“The walk from my apartment in Greenwich Village to my studio in Tribeca takes about twenty minutes, depending upon the route and whether I stop for a coffee and the Times. Invariably, it begins with a trip down the stairs.” – Michael Sorkin.
Michael Sorkin (1948 – 2020)
A renowned architect, urbanist, theorist, author, and educator, Sorkin studied architecture at Harvard and MIT. For a decade, he wrote about architecture in the well-known New York weekly, “Village Voice”, among others, like the Architectural Record and the Architectural Review. His ongoing academic work and essays are noteworthy, with the publication of 20 books, including Exquisite Corpse, Some Assembly Required, Wiggle, and All Over the Map. His writing features the social and political consequences of architecture and urban planning projects. He also lectured at several universities, including Yale, Harvard, Columbia, and Cornell.
Michael Sorkin’s book is a descriptive guide of his 20-minute walk from his apartment to his office, written as a product of scenic and reflective contemplation. While trailing across Manhattan’s blocks, the book develops into Sorkin’s observations regarding the city’s physical changes and social encounters. Sorkin’s stroll takes the reader on a sardonic journey around the area, past residents, neighbourhood businesses, historic buildings, and forgotten streets. Because the book is an excursion about urbanism, architecture, and cities, as well as their symbiotic associations, the chapters are organised in terms of the stages of the walk.

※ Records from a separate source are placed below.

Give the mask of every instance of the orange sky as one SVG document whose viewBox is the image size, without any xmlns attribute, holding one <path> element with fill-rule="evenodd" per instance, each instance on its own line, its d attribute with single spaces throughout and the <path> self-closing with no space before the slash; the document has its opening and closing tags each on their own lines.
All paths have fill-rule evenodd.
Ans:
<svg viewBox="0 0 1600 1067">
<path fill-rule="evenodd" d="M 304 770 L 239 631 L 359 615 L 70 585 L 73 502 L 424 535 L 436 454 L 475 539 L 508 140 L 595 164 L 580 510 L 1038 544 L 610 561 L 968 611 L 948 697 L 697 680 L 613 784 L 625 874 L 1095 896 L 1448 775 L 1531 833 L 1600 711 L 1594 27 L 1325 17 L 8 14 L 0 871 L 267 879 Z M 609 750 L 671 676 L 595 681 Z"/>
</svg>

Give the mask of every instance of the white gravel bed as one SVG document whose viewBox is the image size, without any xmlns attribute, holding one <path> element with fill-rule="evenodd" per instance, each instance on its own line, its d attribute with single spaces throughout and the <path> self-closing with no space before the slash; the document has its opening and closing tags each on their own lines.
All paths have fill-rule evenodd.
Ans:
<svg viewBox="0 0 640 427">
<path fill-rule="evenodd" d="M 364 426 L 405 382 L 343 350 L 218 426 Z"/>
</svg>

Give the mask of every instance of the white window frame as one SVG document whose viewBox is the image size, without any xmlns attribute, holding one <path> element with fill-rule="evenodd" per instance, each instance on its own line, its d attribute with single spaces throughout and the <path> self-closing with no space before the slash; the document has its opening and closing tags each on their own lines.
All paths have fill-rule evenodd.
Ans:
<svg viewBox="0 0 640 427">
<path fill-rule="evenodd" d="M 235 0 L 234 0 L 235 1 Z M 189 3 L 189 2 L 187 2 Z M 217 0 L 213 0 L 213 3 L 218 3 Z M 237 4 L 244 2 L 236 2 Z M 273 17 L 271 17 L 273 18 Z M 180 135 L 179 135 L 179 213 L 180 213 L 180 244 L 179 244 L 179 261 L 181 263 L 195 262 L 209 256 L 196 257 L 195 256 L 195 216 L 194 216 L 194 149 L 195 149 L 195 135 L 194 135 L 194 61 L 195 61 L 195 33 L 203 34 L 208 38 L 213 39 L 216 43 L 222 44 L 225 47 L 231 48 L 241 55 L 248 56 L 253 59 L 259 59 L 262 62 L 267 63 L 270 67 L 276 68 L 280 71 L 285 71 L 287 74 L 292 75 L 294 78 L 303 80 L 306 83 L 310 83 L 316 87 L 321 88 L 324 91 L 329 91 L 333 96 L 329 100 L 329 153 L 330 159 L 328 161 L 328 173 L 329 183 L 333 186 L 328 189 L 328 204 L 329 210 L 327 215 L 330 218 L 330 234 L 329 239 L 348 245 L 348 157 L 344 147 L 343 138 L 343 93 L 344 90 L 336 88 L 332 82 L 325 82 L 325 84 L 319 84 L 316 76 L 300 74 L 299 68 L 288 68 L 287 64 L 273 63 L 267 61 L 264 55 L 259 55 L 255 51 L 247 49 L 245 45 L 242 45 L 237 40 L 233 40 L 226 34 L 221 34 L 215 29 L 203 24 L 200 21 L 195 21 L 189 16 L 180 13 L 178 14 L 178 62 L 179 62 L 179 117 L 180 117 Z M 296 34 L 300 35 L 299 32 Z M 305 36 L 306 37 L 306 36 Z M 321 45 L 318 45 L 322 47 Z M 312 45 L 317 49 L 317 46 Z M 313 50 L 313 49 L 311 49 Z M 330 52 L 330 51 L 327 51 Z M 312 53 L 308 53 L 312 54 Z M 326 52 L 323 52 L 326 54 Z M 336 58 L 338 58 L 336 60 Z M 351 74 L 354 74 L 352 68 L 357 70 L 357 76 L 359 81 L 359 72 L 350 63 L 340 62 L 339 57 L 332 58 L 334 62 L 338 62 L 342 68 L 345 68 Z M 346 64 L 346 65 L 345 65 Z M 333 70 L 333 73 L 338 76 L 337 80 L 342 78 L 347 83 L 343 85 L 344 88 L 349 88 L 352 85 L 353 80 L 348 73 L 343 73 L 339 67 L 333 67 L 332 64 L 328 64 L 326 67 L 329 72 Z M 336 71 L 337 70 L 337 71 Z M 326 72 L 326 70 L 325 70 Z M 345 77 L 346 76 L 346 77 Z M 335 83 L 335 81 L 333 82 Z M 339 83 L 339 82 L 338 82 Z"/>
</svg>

The first chapter is called ‘The Stair’ and is the longest of all. Here Sorkin begins from his apartment, which he names Annabel Lee, which is located in Greenwich Village, a boho district in New York City. The apartment becomes a backdrop to a look at the history of the city’s early residential zoning restrictions and the advent of the widespread elevator-less walk-up. He also talks about the trials of making a city handicapped-accessible, reminiscences of Jane Jacobs, and observations on neighbourly behaviour.
Further talking about his walk-through of Soho and Tribeca, he delves into the topic of gentrification, where Soho is the prime example of out-of-control gentrification. Gentrification gives rise to many economic problems, but modifications in the architectural capacity fall short without social, legal, and economic modifications. He talks about the historical timeline of conversational cues in the city like – artists, galleries, boutiques, and the disappearance of the artists, also the lawyers, etc., and further concludes that even gentrification has also led to the recuperation of the beautiful parts of the city. Throughout the book, his tone is conversational and anecdotal, almost as if he is guiding a tour of the neighbourhoods through time.
Further, the topic of urbanisation comes, where Sorkin is very realistic and blunt. He mentions that the planet’s future is at stake, and the growth rate is 1 million people per week. Jane Jacobs is an important muse and often shows up in the book in conversations about cities. Subsequently, in one of Sorkin’s discussions regarding the needs and development of old and new cities, “the only antidote to the endless growth of existing cities is new cities. So I am sort of on both sides of this issue; I am very much in favour of planning; I think we need to think about new cities, I think we need to conserve old cities, and one of the useful aspects of J Jacob’s work is that she gives a whole series of criteria which are not simply applicable to historical circumstances but which can become criteria from thinking about the way we design new cities the way we intervene in spaces that are quite unlike Greenwich village.”
He also quotes urbanist Henri Lefebvre about cities – “the obvious and less important way is that a city should be accessible, you know that people should be able to roam the city in freedom, have access to its pleasures and its different quarters.”
Sorkin’s writing is highly observational and educating. He also talked about the 197A plan, which allowed community districts, and community planning boards, to create plans for their future development. Concerning this plan, his studio also worked on a non-profit project. The proposal for an area called Manhattanville is counter to Columbia University’s redevelopment. The university’s proposal contradicts the 197A plan and yet was approved by the city council.
He also believed that architects and planners have a tremendous role in terms of raising expectations and illustrating possibilities to non-architects. The chapter on Canal Street examines in detail Robert Moses‘ plans for lower Manhattan, of which only a portion was ultimately carried out. He also talks about the street being inhospitable to walk on because of the inefficiency of signals.
Finally, in the afterword of the book, the writer Michael Sorkin talks about the changes in the city after 9/11, which affects and doesn’t affect him at the same time. Talking about changes as scars, he mentions Trump’s Soho, a 45-story hotel, as a bland glass box. The final curtain falls, with a last anecdote about the rapid changes and improvements in the neighbourhood and at Annabel Lee.